In face recognition, fairness means the model works equally well for all groups, like different skin colors, ages, or genders. We use False Positive Rate (FPR) and False Negative Rate (FNR) for each group to check fairness. If one group has many more mistakes, the model is unfair. We also look at Equal Error Rate (EER) and Demographic Parity to compare groups. These metrics help us find if the model treats everyone fairly.
Fairness in face recognition in Computer Vision - Model Metrics & Evaluation
Group A confusion matrix:
TP = 90 FP = 10
FN = 5 TN = 95
Group B confusion matrix:
TP = 70 FP = 30
FN = 20 TN = 80
Total samples per group = 200
Calculations for Group A:
Precision = 90 / (90 + 10) = 0.9
Recall = 90 / (90 + 5) = 0.947
FPR = 10 / (10 + 95) = 0.095
Calculations for Group B:
Precision = 70 / (70 + 30) = 0.7
Recall = 70 / (70 + 20) = 0.778
FPR = 30 / (30 + 80) = 0.273
Notice Group B has worse recall and higher false positives, showing unfairness.

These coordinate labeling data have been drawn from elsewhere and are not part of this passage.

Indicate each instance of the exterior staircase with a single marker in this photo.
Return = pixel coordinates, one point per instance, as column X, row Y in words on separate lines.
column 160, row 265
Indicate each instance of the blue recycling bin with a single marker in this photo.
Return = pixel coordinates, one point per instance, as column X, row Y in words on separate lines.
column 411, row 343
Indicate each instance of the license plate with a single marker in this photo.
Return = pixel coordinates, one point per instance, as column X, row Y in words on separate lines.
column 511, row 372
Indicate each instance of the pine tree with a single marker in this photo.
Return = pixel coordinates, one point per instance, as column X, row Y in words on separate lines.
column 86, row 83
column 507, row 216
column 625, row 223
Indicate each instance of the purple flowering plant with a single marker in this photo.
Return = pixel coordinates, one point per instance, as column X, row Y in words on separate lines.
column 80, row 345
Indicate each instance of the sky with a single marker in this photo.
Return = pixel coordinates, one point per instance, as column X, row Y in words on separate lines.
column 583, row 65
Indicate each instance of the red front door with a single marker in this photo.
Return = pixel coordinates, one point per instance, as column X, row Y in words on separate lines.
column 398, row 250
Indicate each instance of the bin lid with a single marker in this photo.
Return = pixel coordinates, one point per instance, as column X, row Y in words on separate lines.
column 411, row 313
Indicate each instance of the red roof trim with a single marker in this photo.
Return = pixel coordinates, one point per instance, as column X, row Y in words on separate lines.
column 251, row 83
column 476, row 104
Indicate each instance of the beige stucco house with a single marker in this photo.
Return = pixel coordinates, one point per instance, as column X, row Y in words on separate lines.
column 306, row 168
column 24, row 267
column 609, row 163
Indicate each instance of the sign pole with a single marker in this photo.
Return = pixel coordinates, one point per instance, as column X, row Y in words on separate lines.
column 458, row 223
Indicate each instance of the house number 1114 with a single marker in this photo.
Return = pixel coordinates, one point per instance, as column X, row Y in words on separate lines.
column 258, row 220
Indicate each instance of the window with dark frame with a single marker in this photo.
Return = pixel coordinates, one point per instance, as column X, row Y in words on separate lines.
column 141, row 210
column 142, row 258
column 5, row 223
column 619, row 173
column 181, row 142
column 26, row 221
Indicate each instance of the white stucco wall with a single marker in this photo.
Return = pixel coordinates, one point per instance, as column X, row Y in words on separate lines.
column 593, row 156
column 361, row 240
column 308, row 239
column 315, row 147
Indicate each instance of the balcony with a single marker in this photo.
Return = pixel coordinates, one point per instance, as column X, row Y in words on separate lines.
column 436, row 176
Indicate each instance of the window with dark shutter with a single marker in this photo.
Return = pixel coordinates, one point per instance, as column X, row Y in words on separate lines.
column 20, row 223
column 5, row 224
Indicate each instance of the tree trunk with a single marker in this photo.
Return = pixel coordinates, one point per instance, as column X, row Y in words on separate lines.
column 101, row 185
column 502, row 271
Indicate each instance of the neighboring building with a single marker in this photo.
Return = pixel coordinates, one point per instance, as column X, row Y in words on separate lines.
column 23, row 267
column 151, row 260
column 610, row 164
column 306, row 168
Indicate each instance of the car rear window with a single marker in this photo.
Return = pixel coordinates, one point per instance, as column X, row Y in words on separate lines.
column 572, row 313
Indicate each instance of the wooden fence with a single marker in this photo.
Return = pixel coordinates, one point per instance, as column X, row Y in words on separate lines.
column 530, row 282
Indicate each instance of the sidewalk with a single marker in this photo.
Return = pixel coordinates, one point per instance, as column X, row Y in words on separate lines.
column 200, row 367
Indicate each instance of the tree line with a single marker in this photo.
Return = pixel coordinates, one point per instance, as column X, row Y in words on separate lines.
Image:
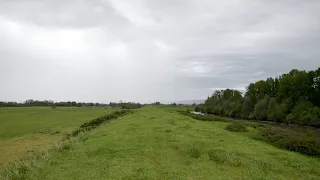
column 293, row 97
column 50, row 103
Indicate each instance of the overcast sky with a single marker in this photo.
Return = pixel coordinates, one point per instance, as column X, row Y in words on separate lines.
column 150, row 50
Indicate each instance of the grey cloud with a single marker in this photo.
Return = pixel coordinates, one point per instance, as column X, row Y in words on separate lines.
column 108, row 50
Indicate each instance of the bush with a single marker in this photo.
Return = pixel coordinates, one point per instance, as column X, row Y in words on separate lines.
column 290, row 140
column 236, row 127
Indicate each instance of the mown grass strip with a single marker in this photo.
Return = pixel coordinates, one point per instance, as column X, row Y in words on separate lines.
column 283, row 138
column 98, row 121
column 19, row 169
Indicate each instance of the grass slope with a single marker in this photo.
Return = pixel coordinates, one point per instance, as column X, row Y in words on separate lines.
column 25, row 130
column 156, row 143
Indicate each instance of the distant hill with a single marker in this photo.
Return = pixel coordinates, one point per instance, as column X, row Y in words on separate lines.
column 189, row 102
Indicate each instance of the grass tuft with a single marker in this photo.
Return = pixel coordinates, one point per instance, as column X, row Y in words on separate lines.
column 236, row 127
column 194, row 152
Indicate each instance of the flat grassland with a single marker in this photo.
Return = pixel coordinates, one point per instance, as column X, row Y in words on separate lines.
column 26, row 130
column 160, row 143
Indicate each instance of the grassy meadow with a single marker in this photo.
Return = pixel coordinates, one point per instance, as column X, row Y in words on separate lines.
column 160, row 143
column 26, row 130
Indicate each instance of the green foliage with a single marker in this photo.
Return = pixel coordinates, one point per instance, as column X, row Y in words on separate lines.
column 195, row 152
column 236, row 127
column 139, row 147
column 290, row 98
column 292, row 141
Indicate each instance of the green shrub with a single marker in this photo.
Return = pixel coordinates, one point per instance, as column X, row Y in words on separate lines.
column 236, row 127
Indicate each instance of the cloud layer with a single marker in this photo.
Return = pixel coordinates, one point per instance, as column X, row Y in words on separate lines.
column 160, row 50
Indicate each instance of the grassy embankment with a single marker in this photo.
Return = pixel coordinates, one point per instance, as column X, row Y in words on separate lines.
column 159, row 143
column 27, row 130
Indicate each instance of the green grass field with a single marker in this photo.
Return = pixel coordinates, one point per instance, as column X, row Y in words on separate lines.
column 26, row 130
column 159, row 143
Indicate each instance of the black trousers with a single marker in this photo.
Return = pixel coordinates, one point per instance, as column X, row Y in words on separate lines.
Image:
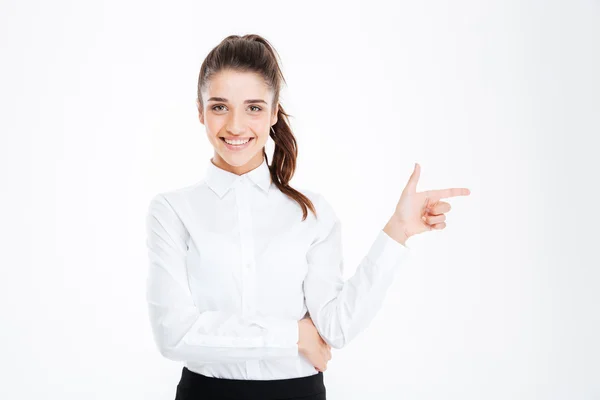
column 200, row 387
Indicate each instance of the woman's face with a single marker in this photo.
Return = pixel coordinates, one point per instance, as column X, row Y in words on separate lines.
column 237, row 106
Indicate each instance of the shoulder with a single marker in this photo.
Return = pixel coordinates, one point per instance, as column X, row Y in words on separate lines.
column 174, row 200
column 324, row 208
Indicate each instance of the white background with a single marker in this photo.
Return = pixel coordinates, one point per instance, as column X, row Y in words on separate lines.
column 98, row 114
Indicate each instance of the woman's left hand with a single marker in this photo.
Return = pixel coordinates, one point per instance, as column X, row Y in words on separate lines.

Imagine a face recognition system for unlocking phones. If it has high precision but low recall for a group, it means it rarely mistakes others for that person (good), but often fails to recognize the real user (bad). This frustrates users in that group.
On the other hand, if recall is high but precision is low, the system might unlock for wrong people in that group, risking security.
Fairness means balancing these so no group suffers more false rejections or false acceptances than others.
Good fairness: Similar precision, recall, FPR, and FNR across all groups. For example, all groups have recall around 0.9 and FPR around 0.05.
Bad fairness: One group has recall 0.95 but another 0.6, or one group's FPR is 0.01 but another's is 0.3. This means the model is biased and treats groups unequally.
- Ignoring group differences: Reporting only overall accuracy hides if some groups have poor results.
- Data imbalance: If some groups have fewer samples, metrics can be misleading.
- Overfitting to majority group: Model may perform well on large groups but poorly on minorities.
- Using accuracy alone: Accuracy can be high if the model always guesses the majority group correctly, ignoring fairness.
Your face recognition model has 98% overall accuracy but only 50% recall for a minority group. Is it good for production? Why or why not?
Answer: No, it is not good. Even though overall accuracy is high, the low recall for the minority group means many real users in that group are not recognized. This is unfair and harms user experience for that group.